First, the region is divided intoAnd the areas. Let alpha _ij Representing a small region r _ij The number of events expected in the next time period, which can be taken from region r _ij The historical event occurrence data is estimated. Given a desired number of events alpha _ij Region r of (2) _ij And a positive integer K, dividing the region r into _ij Dividing into K smaller regions, the number of events expected for each smaller region can be noted as alpha _ijk (k=1, 2,) K. Region r _ij The event in (2) is considered to be uniformly distributed if and only if +.>The method is true for any K is more than or equal to 1 and less than or equal to K.

Next, the present invention proposes an evaluation indexD _α (N) measuring the non-uniformity of the event distribution of the region, D _α The larger the value of (N), the more uniform the temporal distribution of the illustrated region:

wherein the method comprises the steps ofNote that as N increases, D _α (N) will also increase. However, when N is large enough, the event distribution in each small region is uniform, meaning D _α (N) will not increase significantly. At this time, D _α (NK)＝D _α (N) holds for any positive integer K:

when N is large enough, the increase in N will not significantly result in D _α An increase in (N), which means D _α (N) N may be selected as a suitable index. In other words, one needs to choose a large enough N (typically 128) so that D _α (N) maximizing. Finally, the invention provides a sample of the region division.

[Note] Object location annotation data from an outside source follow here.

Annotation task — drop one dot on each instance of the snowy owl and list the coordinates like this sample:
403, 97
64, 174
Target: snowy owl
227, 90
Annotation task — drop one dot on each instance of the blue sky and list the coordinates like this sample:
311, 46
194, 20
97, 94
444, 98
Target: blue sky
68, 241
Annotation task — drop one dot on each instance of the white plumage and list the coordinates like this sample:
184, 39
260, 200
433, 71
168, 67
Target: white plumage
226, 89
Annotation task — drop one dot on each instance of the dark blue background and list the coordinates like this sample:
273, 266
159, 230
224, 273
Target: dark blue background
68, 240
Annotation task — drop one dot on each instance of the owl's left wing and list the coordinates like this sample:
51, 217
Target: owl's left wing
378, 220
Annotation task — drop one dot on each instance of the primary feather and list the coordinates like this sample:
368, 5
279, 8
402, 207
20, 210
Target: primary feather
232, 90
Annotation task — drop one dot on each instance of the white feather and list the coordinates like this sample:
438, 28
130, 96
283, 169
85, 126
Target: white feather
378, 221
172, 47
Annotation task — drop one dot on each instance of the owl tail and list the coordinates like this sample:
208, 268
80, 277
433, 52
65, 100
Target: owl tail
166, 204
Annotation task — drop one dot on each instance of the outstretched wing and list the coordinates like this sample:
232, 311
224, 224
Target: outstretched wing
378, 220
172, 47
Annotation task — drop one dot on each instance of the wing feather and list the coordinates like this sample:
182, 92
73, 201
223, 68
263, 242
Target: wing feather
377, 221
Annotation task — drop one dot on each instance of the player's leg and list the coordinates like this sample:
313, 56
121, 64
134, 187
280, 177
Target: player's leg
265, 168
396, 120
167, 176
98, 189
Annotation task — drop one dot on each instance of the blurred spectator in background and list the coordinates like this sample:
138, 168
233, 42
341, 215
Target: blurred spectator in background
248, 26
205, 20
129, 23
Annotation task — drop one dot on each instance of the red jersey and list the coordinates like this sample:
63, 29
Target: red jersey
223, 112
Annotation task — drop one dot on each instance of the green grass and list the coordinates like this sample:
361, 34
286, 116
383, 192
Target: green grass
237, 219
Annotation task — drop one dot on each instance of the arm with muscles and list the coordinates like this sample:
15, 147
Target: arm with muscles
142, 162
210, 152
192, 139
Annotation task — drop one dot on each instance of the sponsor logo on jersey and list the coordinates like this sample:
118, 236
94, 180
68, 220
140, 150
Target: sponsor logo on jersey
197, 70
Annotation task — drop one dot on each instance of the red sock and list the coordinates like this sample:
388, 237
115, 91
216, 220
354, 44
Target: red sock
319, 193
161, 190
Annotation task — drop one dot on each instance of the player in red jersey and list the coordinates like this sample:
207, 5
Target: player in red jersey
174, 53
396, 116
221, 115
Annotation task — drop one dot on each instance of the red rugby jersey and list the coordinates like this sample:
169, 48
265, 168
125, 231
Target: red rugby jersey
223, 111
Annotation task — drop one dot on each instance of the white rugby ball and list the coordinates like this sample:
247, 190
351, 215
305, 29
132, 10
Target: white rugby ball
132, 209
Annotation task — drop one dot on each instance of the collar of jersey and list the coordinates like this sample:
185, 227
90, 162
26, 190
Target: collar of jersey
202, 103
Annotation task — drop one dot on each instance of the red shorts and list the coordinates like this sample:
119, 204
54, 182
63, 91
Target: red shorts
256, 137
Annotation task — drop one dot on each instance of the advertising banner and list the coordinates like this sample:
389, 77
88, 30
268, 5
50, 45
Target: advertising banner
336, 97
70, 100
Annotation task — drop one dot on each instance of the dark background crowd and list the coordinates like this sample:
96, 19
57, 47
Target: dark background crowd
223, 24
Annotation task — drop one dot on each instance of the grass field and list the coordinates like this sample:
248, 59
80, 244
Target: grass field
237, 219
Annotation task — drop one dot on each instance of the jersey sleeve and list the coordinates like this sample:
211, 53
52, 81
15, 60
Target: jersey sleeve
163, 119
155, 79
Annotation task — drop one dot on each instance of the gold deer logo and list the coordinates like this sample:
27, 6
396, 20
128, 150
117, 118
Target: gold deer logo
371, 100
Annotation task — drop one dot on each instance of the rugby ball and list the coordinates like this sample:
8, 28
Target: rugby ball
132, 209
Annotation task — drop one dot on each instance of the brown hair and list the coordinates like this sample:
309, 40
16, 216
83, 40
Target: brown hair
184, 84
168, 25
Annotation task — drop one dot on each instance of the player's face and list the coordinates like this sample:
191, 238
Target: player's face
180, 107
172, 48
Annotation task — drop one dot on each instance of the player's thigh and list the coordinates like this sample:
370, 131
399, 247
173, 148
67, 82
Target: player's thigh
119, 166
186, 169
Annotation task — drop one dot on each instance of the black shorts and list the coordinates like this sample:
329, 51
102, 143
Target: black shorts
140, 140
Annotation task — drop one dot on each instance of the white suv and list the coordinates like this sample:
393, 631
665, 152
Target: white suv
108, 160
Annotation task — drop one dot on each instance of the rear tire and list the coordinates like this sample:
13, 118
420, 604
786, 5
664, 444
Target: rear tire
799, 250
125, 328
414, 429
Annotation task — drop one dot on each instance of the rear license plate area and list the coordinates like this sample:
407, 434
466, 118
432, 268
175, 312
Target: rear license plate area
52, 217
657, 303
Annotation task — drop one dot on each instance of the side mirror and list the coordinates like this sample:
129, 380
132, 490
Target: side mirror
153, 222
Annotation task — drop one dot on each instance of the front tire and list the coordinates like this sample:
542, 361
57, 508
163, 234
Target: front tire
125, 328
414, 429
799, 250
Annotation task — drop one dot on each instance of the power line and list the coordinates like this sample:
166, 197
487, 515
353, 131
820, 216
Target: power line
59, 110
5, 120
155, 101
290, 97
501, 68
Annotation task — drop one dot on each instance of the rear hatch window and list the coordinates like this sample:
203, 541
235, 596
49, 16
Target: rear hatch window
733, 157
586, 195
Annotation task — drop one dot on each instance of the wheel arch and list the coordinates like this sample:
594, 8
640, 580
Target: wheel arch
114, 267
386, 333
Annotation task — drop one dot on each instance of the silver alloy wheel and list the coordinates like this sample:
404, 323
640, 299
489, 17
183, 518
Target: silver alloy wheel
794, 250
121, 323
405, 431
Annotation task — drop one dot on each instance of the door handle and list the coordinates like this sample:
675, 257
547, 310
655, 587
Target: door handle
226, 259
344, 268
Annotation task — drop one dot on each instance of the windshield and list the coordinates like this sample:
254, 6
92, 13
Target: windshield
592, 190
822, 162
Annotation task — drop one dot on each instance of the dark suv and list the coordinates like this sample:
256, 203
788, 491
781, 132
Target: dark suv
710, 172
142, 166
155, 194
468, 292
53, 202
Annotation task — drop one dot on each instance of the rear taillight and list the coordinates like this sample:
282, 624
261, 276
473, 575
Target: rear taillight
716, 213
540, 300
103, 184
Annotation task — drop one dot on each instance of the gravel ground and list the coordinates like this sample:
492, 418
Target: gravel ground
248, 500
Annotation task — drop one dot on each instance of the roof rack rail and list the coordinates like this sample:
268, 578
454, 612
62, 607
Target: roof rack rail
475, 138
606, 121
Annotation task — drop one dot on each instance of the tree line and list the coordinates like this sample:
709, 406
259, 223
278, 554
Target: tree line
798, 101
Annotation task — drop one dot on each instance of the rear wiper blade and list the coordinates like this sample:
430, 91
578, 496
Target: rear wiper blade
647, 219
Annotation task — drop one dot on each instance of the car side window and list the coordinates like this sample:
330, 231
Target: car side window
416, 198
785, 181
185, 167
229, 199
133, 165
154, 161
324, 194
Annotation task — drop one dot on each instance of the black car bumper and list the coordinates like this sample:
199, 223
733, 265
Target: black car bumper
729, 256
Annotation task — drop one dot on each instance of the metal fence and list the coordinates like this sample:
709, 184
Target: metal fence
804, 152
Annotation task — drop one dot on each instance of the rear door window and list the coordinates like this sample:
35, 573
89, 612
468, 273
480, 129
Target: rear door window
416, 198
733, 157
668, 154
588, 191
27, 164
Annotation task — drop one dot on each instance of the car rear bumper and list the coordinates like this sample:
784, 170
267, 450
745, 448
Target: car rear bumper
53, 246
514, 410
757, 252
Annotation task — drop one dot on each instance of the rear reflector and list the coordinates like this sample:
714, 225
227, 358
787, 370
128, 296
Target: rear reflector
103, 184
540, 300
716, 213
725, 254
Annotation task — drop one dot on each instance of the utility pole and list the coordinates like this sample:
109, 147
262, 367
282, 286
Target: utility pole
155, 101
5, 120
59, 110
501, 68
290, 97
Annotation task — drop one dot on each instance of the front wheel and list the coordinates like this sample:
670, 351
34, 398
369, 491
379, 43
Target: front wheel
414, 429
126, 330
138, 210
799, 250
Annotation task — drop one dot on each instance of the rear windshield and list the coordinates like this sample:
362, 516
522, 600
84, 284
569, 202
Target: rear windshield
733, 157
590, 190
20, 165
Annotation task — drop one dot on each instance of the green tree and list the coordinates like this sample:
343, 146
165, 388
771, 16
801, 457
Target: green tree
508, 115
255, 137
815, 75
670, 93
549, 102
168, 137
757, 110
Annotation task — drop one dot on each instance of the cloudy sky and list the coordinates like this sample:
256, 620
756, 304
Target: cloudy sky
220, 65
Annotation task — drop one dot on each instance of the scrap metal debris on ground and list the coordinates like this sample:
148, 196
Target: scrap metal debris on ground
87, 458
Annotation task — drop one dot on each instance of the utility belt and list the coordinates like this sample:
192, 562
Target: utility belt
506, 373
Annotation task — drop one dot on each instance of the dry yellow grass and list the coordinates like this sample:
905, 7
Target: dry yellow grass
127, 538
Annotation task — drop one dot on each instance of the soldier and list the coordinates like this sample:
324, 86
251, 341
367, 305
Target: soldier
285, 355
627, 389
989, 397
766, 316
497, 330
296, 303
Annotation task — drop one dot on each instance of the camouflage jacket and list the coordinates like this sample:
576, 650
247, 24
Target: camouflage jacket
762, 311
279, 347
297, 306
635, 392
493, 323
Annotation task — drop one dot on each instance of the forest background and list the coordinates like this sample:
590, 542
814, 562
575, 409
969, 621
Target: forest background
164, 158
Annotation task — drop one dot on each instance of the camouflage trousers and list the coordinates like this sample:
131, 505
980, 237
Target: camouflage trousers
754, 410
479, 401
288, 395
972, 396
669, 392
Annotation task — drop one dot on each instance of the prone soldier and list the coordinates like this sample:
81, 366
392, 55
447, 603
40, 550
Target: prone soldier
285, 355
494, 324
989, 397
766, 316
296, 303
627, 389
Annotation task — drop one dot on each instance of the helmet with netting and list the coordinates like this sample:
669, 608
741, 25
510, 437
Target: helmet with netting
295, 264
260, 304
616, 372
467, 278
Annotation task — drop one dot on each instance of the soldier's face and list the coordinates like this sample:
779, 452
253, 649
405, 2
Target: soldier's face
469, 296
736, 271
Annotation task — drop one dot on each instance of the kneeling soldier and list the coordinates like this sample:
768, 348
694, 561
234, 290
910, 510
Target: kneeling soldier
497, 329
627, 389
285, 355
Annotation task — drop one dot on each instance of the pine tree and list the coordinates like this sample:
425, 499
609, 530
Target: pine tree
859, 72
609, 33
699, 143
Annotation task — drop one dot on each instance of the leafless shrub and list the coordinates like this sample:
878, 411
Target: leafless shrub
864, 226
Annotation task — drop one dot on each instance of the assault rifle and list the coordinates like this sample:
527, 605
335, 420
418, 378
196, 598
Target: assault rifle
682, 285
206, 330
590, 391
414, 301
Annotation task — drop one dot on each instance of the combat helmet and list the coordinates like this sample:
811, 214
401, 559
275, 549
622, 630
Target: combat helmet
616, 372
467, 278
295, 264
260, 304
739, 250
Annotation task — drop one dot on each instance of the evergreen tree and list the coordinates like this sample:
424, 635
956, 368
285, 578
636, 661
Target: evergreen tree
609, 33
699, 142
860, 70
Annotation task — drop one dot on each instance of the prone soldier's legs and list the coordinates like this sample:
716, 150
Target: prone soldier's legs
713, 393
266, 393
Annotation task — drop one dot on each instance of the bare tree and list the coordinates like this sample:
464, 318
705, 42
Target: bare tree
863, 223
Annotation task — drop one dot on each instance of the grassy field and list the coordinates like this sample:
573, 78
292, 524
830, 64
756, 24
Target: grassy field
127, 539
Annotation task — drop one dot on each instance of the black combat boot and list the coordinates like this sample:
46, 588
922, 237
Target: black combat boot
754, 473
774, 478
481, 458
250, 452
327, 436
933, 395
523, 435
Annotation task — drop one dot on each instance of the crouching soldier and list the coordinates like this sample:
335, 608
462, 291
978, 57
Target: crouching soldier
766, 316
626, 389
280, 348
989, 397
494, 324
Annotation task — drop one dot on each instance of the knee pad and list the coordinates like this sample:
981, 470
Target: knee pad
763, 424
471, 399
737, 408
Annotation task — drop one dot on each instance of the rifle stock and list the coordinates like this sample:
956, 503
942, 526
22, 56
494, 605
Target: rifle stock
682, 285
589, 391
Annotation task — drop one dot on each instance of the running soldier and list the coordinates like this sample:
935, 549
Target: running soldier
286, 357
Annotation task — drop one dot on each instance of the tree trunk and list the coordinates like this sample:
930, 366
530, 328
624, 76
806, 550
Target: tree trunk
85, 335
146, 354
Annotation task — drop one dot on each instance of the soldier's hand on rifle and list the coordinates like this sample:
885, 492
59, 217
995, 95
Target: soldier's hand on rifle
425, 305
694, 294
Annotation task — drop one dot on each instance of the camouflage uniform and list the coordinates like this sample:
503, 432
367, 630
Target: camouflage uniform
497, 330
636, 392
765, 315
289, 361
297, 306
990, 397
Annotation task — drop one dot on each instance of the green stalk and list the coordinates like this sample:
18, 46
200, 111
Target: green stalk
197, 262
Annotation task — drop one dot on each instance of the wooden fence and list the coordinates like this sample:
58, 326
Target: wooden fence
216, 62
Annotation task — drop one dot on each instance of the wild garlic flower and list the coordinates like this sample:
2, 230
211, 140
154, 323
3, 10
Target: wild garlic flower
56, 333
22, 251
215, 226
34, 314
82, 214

As shown in fig. 1, the solid line divides the entire space into four large areas to be predicted. The dashed lines divide each large area into four smaller areas, each point in an area representing an event therein. The number of events for each large region can be directly predicted by the deep learning model, and then the number of events for the small region can be estimated by using the number of events for the large region. Because deep learning models generally assume that the interior of a large region is uniformly distributed, the number of events for each small region under a large region is equal. Thus, the number of events per small region is the average of the number of events for large regions. The number in fig. 1 indicates the prediction result of the small region.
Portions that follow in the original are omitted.